OpenVPN / openvpn3-linux

OpenVPN 3 Linux client
GNU Affero General Public License v3.0
558 stars 150 forks source link

dbus service unstable at bootup. #100

Closed jkotra closed 2 years ago

jkotra commented 2 years ago

running for the first time after boot. dbus service fails to even get openpvn3 version.

jkotra@ubuntu:~$ ./test
(process:16445): GLib-CRITICAL **: 00:01:41.861: g_variant_get: assertion 'value != NULL' failed
Segmentation fault (core dumped)

(retry after few seconds) was able to get version but cannot connect to /net/openvpn/v3/sessions

jkotra@ubuntu:~$ ./test
v17_beta
/net/openvpn/v3/configuration/1136f59fx646bx42dbxba20x5dc6cffcaa14
config imported

** (process:16459): ERROR **: 00:01:47.389: GDBus.Error:org.freedesktop.DBus.Error.UnknownMethod: No such interface ?net.openvpn.v3.sessions? on object at path /net/openvpn/v3/sessions
Trace/breakpoint trap (core dumped)

(retry after few seconds) after a few seconds, it's all good now.

jkotra@ubuntu:~$ ./test
v17_beta
/net/openvpn/v3/configuration/bec465a7xd015x4017xb9d2x8fc6262b4482
config imported
/net/openvpn/v3/sessions/d4ccb8b4s615es40a5s905cs1406f4a1da30
session created
auth_sent!
connected
** Message: 00:04:40.731: 2 7 

** Message: 00:04:42.750: /net/openvpn/v3/sessions/d4ccb8b4s615es40a5s905cs1406f4a1da30 disconnected!

I've first noticed this behavior on my primary development setup running Arch Linux.

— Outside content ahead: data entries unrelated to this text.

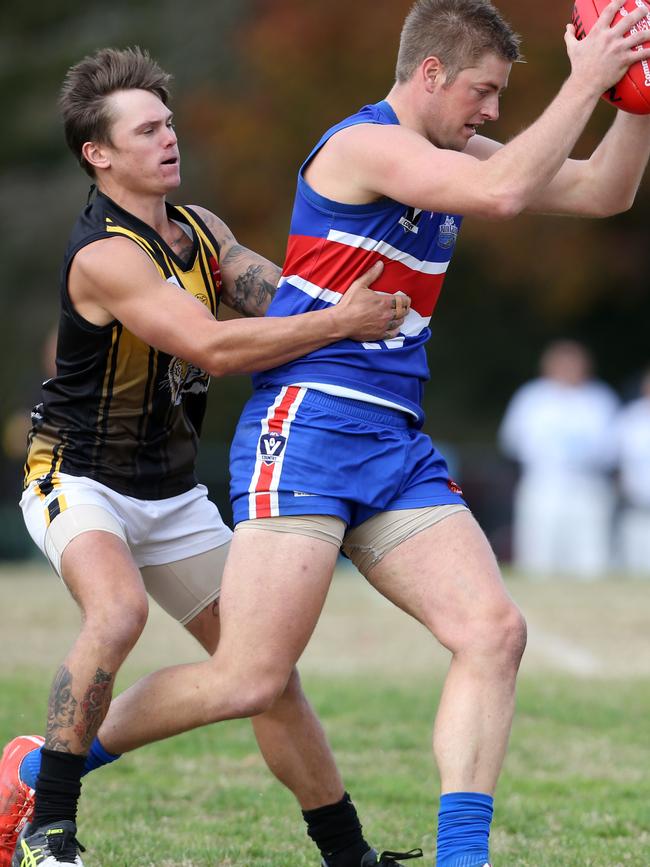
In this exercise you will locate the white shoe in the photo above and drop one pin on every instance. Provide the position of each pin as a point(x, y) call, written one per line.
point(49, 846)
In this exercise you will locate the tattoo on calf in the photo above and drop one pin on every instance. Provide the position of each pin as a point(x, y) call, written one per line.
point(63, 723)
point(60, 711)
point(94, 706)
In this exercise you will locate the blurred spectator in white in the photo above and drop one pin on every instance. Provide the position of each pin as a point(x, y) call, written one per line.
point(633, 441)
point(559, 428)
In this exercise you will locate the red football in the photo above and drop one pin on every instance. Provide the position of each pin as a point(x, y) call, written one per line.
point(632, 93)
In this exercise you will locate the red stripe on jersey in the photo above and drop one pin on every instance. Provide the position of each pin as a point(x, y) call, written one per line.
point(334, 266)
point(275, 424)
point(263, 506)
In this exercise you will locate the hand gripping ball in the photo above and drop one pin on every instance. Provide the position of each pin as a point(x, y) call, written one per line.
point(632, 93)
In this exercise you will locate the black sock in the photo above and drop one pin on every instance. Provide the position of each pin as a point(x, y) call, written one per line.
point(58, 787)
point(336, 830)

I tested it again on Ubuntu 20.04 (which is officially supported according to docs) and it's same thing there too.


I will try to post dbus-monitor logs for these failing events/calls. Please let me know if you need any more info.

jkotra commented 2 years ago

system bus logs captured with dbus-monitor

ver.log ses.log

dsommers commented 2 years ago

Can you share your ./test code? D-Bus doesn't guarantee you to have a service available on the first initial call. So there are a few tweaks needed to verify the service being available and retry if it isn't, if the service takes a bit longer than a couple of ms to start and initialize.

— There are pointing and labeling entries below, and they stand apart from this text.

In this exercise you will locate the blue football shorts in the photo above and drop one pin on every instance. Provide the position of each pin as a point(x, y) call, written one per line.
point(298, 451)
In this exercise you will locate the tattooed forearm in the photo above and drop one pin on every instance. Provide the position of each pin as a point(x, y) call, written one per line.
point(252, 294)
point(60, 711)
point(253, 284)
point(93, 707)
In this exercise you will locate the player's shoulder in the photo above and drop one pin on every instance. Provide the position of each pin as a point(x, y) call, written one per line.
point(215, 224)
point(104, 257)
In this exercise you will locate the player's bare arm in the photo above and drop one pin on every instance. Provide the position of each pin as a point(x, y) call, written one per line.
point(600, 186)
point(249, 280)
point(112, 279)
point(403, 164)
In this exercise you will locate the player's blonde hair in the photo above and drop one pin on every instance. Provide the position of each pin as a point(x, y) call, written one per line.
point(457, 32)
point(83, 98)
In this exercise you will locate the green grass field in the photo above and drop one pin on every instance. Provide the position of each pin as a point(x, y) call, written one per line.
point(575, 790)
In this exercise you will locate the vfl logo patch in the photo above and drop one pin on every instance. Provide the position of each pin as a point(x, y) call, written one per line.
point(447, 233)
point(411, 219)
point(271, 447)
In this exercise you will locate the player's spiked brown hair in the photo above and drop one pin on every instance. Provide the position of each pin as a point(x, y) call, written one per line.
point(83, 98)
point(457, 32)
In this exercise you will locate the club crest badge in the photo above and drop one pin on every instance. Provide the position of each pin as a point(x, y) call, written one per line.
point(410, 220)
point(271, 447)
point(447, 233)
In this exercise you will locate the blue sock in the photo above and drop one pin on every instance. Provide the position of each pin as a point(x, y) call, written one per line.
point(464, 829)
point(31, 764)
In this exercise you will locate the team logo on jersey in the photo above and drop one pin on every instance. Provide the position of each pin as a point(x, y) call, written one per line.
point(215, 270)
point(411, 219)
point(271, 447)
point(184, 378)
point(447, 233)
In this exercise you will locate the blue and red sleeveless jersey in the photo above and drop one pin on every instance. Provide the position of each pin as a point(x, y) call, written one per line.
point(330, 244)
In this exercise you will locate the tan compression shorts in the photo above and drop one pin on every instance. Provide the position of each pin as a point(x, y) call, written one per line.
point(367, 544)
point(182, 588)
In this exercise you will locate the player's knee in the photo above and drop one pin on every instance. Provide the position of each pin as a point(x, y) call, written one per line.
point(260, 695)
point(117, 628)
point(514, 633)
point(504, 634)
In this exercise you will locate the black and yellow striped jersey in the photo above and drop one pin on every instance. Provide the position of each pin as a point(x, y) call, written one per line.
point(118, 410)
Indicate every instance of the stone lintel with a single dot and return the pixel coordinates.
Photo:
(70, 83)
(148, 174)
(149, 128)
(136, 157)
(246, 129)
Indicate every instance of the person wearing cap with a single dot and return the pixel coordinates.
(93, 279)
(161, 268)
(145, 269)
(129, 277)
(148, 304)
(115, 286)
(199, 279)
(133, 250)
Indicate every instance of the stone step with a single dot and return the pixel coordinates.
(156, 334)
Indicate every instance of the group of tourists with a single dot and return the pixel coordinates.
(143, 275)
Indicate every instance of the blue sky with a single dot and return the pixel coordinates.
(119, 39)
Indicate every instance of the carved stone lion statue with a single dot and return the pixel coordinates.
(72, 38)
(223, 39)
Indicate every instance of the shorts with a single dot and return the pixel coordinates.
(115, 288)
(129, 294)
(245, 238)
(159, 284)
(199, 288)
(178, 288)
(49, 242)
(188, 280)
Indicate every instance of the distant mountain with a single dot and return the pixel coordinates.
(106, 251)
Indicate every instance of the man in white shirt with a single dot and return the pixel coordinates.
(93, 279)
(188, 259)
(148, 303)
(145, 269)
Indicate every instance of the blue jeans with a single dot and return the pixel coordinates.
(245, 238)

If your ./test code is a Python script and you use the openvpn3 module provided by this project, then it might be a bug here. If your test code instead is C++ code pulling in the proxy code from this project, it might be some oversights there. If ./test is a simple shell calling openvpn3, it might be a problem there ... and so-forth. It is hard to see why things are going wrong in your case without understanding what ./test does.

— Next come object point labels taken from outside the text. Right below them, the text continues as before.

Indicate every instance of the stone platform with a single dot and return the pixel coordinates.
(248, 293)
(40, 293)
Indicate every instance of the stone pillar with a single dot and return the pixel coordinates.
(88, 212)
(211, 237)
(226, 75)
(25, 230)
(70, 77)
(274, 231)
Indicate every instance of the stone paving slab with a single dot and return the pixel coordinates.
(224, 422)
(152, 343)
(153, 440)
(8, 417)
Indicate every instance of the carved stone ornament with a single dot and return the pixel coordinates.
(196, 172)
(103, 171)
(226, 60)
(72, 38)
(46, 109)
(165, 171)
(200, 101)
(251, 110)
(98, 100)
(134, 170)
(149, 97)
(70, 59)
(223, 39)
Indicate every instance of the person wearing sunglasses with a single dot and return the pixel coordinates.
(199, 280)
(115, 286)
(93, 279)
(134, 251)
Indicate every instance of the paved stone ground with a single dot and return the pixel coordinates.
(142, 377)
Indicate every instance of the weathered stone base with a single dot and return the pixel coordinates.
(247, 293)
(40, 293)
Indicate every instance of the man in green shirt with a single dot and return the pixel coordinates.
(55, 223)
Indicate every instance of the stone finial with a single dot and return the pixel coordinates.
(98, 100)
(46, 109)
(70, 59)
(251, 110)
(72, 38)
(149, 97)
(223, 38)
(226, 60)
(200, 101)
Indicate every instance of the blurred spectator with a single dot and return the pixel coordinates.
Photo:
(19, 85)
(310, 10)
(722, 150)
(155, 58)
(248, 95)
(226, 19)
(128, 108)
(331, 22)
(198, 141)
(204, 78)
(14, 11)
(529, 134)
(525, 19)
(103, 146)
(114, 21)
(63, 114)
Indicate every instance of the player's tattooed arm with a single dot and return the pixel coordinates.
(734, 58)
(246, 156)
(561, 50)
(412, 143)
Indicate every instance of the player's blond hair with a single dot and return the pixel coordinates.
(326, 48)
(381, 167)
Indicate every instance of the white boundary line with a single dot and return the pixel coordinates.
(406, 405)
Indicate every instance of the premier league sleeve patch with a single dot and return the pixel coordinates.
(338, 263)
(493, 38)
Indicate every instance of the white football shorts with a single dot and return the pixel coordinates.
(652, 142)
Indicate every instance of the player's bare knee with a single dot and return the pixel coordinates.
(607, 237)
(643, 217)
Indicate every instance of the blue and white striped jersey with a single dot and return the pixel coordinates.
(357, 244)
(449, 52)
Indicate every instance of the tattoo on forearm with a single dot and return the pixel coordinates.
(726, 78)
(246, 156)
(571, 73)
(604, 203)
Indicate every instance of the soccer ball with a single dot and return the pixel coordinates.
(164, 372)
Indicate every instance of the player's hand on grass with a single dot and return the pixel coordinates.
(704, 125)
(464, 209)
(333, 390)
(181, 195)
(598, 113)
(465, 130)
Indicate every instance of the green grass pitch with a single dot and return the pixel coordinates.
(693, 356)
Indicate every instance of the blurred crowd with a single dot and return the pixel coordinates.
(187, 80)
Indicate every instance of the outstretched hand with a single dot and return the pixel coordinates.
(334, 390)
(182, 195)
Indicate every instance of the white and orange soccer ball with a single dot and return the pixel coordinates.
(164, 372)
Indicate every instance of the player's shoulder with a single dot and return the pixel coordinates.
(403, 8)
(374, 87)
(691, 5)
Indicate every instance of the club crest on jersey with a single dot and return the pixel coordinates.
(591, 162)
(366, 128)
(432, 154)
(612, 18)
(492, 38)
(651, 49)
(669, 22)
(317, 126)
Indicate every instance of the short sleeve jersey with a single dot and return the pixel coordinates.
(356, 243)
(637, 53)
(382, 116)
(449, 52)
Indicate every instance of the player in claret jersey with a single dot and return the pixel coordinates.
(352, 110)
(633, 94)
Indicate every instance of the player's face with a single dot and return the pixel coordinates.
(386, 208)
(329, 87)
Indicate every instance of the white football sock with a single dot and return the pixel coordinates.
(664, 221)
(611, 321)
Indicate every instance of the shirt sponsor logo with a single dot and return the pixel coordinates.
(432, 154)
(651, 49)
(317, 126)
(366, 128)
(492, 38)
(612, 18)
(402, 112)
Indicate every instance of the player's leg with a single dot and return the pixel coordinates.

jkotra commented 2 years ago

Hi, here's my code. https://gist.github.com/jkotra/403984d306012472e7eda630306a47de

please note it's the bare minimum to get it up and running. ignore unnecessary linking and bad code writing in general. it's just a toy example I've been playing with. sorry :smiling_face_with_tear:

dsommers commented 2 years ago

No worries, this shows exactly the same pitfalls we've had in openvpn3-linux with the glib2 D-Bus implementation (it s**ks, and we're working on replacing it completely in a later release). glib2 is notoriously annoying at these areas.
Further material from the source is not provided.